いちごミルクはしばらくの間、美智瑠の顔を品定めするかのように見た後、
「……ああ、なるほど」
と、声を漏らした。
それだけで、いちごミルクの正直な気持ちが伝わってくる。
美智瑠は、片頬を軽く平手打ちされたかのような柔い衝撃を覚えた。白津神社で複数の男子学生達から投げつけられた、心ない言葉の数々を思い返す。
「私はお客さんから『チェンジ』って言われたら、『ああ、このお客さん、私のことタイプじゃないんだー』って察して、すぐに席を立ってボーイさんに事情を話すようにしてますよ! あとは、他の女の子に任せた方が、お互いのためだと思うので」
いちごミルクは姿勢を正して、ハキハキした口調でアドバイスをくれる。
「ありがとうございます。とても、勉強になります。初めての勤務で分からないことだらけで……」
美智瑠は頭を下げて、礼と言い訳を口にする。
「いえいえ、初日ならしょうがないですよ!」
いちごミルクは美智瑠とは目を合わさず、視線を宙に彷徨わせながら、同情するかのように首を横に振る。
無知な美智瑠に的確にアドバイスをくれたいちごミルクのことを、美智瑠はすぐに好意の眼差しで見た。手元のポーチの中にあるスマホを取り出して、連絡先を交換し合う二人の姿を思わず妄想した。今すぐにでも考えを行動に移さなければ、どちらかが接客のために男性店員から呼び出されてしまうだろう。美智瑠は落ち着きなく足の指先をもぞもぞと動かし始めた。

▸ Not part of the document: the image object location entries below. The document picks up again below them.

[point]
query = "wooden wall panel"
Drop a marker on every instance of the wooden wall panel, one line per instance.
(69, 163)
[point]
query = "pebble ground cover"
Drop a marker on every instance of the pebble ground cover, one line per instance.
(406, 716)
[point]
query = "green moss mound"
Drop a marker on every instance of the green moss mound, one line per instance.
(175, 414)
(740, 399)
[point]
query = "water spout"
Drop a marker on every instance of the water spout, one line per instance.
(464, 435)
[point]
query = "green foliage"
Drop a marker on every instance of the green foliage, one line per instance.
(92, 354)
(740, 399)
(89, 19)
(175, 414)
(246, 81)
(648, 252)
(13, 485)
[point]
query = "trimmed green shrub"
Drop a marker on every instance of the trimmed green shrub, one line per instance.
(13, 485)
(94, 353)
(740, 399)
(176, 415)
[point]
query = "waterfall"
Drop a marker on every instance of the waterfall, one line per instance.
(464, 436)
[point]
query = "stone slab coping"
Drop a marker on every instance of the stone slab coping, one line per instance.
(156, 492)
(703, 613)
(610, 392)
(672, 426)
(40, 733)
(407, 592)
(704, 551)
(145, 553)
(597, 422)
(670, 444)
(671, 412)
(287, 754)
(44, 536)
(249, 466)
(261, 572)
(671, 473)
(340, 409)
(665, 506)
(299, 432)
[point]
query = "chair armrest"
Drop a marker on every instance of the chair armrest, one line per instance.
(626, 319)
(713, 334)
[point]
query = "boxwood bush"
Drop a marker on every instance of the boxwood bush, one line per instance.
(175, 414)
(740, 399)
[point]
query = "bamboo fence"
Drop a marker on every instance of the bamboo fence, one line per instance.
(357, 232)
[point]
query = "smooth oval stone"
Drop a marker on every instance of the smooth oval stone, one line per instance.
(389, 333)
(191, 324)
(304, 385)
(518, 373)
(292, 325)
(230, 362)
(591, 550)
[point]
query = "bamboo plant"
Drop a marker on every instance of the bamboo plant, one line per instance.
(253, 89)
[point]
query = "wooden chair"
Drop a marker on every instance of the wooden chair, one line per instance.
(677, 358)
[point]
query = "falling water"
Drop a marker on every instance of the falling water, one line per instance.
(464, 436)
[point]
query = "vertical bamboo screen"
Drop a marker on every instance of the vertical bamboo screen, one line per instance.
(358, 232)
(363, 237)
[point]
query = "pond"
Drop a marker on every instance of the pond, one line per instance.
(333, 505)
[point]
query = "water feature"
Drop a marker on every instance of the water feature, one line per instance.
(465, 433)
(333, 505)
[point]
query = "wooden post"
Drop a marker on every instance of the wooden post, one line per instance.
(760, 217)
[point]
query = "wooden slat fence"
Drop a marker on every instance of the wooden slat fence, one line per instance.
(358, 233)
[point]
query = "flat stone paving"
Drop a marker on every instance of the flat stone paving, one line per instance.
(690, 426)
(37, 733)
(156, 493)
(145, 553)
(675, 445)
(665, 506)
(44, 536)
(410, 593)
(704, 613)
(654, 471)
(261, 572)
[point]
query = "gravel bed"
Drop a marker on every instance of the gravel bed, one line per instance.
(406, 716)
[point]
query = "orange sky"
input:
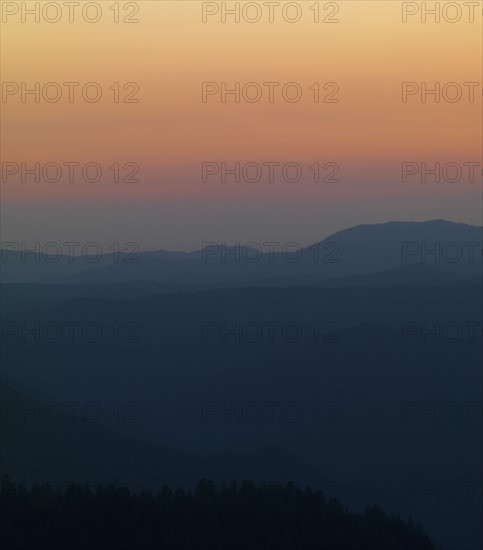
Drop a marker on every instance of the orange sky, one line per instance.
(170, 52)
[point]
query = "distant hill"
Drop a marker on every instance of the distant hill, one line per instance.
(360, 250)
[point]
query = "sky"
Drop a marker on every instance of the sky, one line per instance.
(307, 168)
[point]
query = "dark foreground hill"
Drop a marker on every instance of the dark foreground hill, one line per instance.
(235, 517)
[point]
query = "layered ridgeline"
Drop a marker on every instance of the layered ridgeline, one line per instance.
(433, 251)
(361, 377)
(236, 517)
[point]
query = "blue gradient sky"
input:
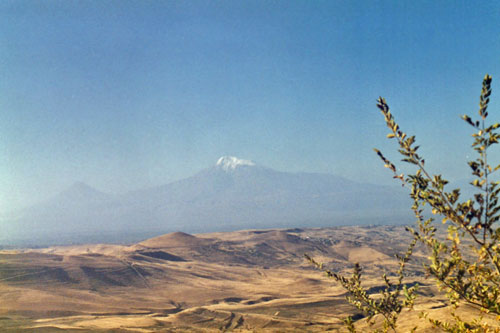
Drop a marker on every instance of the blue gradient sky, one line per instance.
(127, 94)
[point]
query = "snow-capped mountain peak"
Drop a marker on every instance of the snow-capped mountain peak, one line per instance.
(230, 163)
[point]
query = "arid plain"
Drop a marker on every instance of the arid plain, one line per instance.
(252, 280)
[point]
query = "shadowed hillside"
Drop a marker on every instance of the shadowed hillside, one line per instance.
(239, 281)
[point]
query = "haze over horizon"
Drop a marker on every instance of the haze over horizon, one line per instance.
(124, 95)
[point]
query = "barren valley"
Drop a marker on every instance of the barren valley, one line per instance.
(252, 280)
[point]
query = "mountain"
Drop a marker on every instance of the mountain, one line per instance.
(233, 194)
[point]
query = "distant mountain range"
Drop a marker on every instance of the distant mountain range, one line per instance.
(233, 194)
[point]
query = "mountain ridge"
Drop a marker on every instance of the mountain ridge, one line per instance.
(233, 194)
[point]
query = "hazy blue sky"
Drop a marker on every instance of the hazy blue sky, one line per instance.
(127, 94)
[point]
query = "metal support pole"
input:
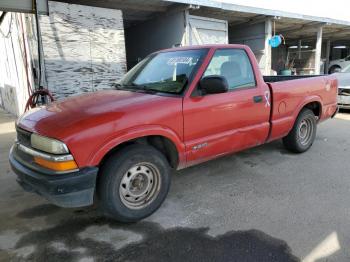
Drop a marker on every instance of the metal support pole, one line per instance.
(328, 54)
(299, 49)
(318, 50)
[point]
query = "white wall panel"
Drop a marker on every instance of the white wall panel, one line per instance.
(84, 48)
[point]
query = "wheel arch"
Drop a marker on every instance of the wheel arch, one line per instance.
(165, 141)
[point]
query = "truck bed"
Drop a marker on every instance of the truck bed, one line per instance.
(289, 96)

「いちごミルクちゃん、本指名のお客さん来たから行くよ」
すると、美智瑠の予想は見事に的中した。休憩室に顔だけ覗かせた男性店員が、いちごミルクに向けて手招きする。
「はい!」
いちごミルクは、子どものように元気一杯に返事をして立ち上がった。
「……あ、がんばってください」
美智瑠は状況を呑み込むのが遅く、ワンテンポ遅れて励ましの声をかける。
「はい! お互い頑張りましょう!」
いちごミルクは振り返らずにそう言うと、男性店員の後に続いて薄闇へと消えていった。
「あ、カンナちゃんはもう上がりね。給料渡すから、着替えたら受付まで来て」
男性店員が再び休憩室に顔を覗かせると、毅然と指示を出す。
「……えっ、あ、はい」
美智瑠は突然の勤務終了を告げられて半ば動揺した。
男性店員は言いたいことを言い終えると早々に姿を消している。
今、休憩室内にいるのは、美智瑠一人しかいなかった。美智瑠は急いで華やかなドレスを脱ぎ、地味な私服に着替えた。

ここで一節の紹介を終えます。